With the rise of artificial intelligence, robotics and big data efficiency, organizations are adopting the digitization of operations and services to improve efficiency and reduce costs.

Despite increasing adoption of digital technologies and the IT industry, India’s digital divide is deep and creates economic disparities between those who can afford technology and those who cannot. Therefore, it affects the overall digital growth of the country. To bridge this gap and put India on the path of a digitally empowered society, the Government of India is pushing for digitization by undertaking many initiatives and making digital infrastructure a public good. Aadhar is the foundation of the digital infrastructure story where the identity layer of Aadhar is embedded with a payment layer and a data empowerment layer. Embedding Aadhar with a payment and data empowerment layer is known as the India stack. With every passing year, its scope is increasing, such as linking of Aadhar with bank accounts, UPI payments, Open Credit Aggregator (OCEN), CBDC etc.

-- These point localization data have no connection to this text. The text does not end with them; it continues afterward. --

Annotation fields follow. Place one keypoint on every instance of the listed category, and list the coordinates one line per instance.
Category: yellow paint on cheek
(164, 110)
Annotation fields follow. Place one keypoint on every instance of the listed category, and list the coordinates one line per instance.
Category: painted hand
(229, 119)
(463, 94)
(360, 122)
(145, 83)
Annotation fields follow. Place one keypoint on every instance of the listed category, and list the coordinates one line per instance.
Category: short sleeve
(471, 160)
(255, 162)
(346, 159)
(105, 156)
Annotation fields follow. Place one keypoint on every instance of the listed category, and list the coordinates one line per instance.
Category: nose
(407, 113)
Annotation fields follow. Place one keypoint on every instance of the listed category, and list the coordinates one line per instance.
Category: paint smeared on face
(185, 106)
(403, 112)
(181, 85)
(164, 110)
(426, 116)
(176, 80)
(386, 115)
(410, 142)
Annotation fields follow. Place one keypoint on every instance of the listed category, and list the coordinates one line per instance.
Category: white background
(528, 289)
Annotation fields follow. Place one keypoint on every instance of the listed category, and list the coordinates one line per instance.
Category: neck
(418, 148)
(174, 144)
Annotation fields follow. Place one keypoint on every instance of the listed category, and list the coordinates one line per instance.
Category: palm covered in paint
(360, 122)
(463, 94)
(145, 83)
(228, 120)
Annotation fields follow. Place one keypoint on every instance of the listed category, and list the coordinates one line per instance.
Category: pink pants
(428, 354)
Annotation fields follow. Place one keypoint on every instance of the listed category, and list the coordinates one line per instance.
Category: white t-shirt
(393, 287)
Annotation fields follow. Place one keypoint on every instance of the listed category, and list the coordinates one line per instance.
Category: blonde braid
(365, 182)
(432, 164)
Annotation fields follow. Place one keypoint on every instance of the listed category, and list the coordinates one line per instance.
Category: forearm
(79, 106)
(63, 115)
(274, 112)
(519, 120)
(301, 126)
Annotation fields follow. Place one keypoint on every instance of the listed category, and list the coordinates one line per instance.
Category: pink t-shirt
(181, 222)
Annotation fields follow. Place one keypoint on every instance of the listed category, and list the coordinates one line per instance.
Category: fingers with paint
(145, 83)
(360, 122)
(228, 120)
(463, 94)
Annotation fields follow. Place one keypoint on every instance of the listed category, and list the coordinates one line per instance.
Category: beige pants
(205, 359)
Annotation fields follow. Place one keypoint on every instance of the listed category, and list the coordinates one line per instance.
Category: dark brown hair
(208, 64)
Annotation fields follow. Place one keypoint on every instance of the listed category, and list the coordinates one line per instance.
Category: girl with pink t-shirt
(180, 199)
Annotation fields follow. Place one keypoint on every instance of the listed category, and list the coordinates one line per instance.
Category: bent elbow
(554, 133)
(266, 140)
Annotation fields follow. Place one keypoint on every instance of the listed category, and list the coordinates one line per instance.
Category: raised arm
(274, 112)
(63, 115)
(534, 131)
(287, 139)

Digitization will be a new driver of economic growth. This will not only reduce costs for businesses, but also help in financial inclusion. With initiatives such as the account aggregator and OCEN, it will help leverage credit for gig workers and people who were previously ineligible for credit. CBDC will improve financial inclusion and formalization of the economy. Therefore, digitalization will give an impetus to the growth of the economy.

Conclusion:

The turbulent global environment has opened up new opportunities for India. The government has taken many initiatives to take advantage of the opportunities. However, the key to success is the implementation of announced initiatives and programs. Furthermore, the government and regulators continue to work to establish the necessary drivers for economic development.